IRS Revenue Agent
The IRS has Tax Examiners and Revenue Agents who are designated to examine tax returns. Revenue agents specialize in tax-related accounting work; auditing complicated returns for accuracy .A case load for an IRS Revenue Agent might include income, sales and excise tax returns for businesses and large corporations for whom there is a complicated array of tax deductions to be interpreted.
Many experienced revenue agents specialize; they may focus on import businesses or multinationals. So many tax returns are delivered in electronic form today that revenue agents are increasingly using computers to analyze data and identify trends that help pinpoint tax offenders.
Some revenue agents also specialize in assisting in criminal investigations, auditing the books of known or suspected criminals such as drug dealers or money launderers. Others become international agents, assessing taxes on companies with subsidiaries abroad.

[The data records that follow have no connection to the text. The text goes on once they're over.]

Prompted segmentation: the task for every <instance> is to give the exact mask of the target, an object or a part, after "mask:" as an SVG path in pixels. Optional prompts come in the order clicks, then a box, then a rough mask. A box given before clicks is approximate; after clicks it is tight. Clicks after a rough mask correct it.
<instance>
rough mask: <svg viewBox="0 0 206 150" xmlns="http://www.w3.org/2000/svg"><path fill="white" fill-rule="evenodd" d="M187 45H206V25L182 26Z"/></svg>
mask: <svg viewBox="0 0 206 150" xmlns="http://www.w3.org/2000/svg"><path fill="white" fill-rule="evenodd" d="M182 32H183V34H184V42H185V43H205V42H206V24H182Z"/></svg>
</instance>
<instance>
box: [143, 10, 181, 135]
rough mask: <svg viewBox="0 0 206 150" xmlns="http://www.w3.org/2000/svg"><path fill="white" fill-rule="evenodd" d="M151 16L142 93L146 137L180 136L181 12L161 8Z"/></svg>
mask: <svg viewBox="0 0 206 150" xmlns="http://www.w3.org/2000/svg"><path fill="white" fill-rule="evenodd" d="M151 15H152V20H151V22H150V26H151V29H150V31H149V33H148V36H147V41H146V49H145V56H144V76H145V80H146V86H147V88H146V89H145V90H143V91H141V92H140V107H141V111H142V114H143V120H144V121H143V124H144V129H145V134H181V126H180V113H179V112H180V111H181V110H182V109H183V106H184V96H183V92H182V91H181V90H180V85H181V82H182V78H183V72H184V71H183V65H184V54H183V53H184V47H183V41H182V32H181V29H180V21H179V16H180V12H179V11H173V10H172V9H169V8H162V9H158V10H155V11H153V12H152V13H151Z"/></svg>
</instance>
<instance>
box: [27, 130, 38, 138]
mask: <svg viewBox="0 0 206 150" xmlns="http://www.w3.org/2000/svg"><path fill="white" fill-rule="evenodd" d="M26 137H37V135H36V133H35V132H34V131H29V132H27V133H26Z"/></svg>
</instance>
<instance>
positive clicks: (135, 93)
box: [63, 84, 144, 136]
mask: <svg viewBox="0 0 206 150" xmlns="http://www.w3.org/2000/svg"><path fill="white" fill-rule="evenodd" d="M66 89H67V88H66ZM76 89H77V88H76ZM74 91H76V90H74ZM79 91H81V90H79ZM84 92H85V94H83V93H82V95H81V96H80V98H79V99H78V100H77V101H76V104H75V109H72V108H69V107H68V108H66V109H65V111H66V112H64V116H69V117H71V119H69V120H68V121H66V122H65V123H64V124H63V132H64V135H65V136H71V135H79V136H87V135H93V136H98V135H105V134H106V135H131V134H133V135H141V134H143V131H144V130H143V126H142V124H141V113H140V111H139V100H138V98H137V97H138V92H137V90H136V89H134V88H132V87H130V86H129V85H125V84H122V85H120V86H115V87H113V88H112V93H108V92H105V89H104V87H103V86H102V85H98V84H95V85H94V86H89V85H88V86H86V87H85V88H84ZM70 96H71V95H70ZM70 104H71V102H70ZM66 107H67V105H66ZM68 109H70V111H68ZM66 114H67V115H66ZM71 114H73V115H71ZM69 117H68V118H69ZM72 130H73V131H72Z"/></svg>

IRS Revenue Agents must hold a bachelors degree in accounting, business administration or economics. Some combination of education and full time experience can occasionally be substituted for a four year degree.
In 2006 there were 81,000 tax collectors, auditors and revenue agents working at all levels of government. About fifteen thousand of those were IRS Revenue Agents working in one role or another.
Jobs for IRS Revenue Agents and Tax Collectors is expected to be no more than 2% over the upcoming decade; however the agency expects a large number of retirements and is actively recruiting today.
Entry level pay for an IRS Revenue Agent is GS-5, GS - 7 or GS - 9 depending upon experience and education. A GS - 5 is currently paid $36,500 annually.